Tectonometamorphic and geochronological evolution of the metasediments of the Erzgebirge orogenic wedge (Saxothuringian Domain, Bohemian Massif)

Although they provide an important link between deep subduction and mid-crustal processes in the Saxothuringian Domain (Bohemian Massif), the medium to low-grade metasediments surrounding the well-documented (U)HP rocks of the Erzgebirge crystalline complex are scarcely studied. To constrain the Variscan evolution, the transition from the low-grade phyllites to the footwall medium-grade micaschists was investigated. Detailed geochronological (monazite U–Pb and mica ⁴⁰Ar–³⁹Ar dating), structural and petrological investigations, accompanied by thermodynamic modelling, were performed. We constrained the P–T conditions and timing of four deformation events (D1–D4) identified by structural analysis.

The first M1-D1 event is characterized by HP–LT minerals (garnet, chloritoid, phengite, paragonite, and rutile) defining the S1 foliation. The calculated peak P–T conditions for M1 increase from 13 kbar and 520°C in phyllites to 25 kbar and 560°C in micaschists, suggesting a geothermal gradient of 6–11°C/km, typical for subduction environments. The M2-D2 event corresponds to the deformation and metamorphic overprint of the previous fabric during partial decompression. The M3-D3 event is mainly developed in micaschists and intensifies towards the footwall. It is accompanied by a subhorizontal S3 cleavage characterized by MP–MT assemblage bearing biotite, staurolite and ilmenite.
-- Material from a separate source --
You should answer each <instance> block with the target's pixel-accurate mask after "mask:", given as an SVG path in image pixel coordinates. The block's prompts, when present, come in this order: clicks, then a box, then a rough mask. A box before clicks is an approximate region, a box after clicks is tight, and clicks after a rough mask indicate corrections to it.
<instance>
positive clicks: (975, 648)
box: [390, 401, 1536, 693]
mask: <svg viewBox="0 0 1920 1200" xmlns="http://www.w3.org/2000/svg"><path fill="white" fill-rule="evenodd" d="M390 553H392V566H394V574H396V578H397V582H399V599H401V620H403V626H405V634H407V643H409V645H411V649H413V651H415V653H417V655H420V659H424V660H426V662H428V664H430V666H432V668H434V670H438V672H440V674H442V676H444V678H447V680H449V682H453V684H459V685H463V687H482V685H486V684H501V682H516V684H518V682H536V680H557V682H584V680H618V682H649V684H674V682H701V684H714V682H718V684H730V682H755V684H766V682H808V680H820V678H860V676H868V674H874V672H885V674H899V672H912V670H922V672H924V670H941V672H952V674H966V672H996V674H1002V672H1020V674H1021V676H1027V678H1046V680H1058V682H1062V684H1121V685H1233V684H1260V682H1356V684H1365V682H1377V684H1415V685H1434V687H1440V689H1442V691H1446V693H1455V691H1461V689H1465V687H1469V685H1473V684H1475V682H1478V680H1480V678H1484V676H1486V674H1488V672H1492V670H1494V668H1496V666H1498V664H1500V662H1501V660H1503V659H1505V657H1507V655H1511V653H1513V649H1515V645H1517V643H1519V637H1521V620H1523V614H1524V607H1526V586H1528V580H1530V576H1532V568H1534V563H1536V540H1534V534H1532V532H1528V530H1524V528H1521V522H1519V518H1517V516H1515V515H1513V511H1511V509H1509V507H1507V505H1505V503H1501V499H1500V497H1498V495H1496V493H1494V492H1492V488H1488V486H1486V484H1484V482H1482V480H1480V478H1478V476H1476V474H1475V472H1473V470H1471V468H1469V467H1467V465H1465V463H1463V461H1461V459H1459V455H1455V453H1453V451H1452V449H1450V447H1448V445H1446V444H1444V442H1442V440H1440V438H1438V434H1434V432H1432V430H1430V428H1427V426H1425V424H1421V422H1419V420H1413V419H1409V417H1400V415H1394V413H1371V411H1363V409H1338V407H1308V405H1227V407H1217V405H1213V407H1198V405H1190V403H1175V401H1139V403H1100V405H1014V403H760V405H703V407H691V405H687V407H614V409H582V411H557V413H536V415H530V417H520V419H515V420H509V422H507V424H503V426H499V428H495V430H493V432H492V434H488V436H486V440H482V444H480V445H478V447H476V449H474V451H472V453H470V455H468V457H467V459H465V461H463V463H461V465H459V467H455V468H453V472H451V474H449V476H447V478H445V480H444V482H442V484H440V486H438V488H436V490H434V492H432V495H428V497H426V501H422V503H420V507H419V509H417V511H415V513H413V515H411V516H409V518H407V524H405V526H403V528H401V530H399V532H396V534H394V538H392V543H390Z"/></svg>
The inferred peak P–T conditions for M3 are 5–9 kbar and 595°C representing a barrovian-type geothermal gradient from 17–30°C/km. Finally, all metamorphic fabrics were heterogeneously affected by the low-grade M4-D4 upright folding.

Nine samples have been analyzed by in-situ monazite LASS ICP-MS geochronology. In phyllites, there is a prominent single group of ages around 350–340 Ma. In micaschists with intense M3 metamorphism, there are two groups of ages. The monazites located in the M3 matrix were dated at 330 Ma, while few grains in the garnet cores and within locally preserved M1 assemblages are older, around ~340 Ma. ⁴⁰Ar–³⁹Ar geochronology on micas was used to date 16 samples using step-heating and in-situ UV-laser ablation. The results are consistent with the monazite dating. The phyllites preserve ages spreading between 343–328 Ma, while in micaschists the ages cluster to ~330 Ma. The geochronological data revealed that at least part of the phyllites experienced burial and exhumation between 350–340 Ma, while the burial phase of micaschists is slightly younger (340–335 Ma). The strong M3 metamorphic overprint is restricted to micaschists and is dated around 330 Ma and interpreted as the exhumation, ductile thinning and final cooling of the wedge.

The D1-D2 events (350–335 Ma) are interpreted to record the growth and evolution of the Saxothuringian orogenic wedge while its present-day architecture resulted from significant vertical shortening D3 associated with barrovian type metamorphism M3 (330 Ma) and ductile thinning. Altogether, a new tectonic model is proposed, in which the Erzgebirge part of the Saxothuringian Domain reveals a spectacular example of active margin evolution from the formation of accretionary prism to the building of the orogenic wedge by accretion of subducted continental crust and finally its extensional collapse.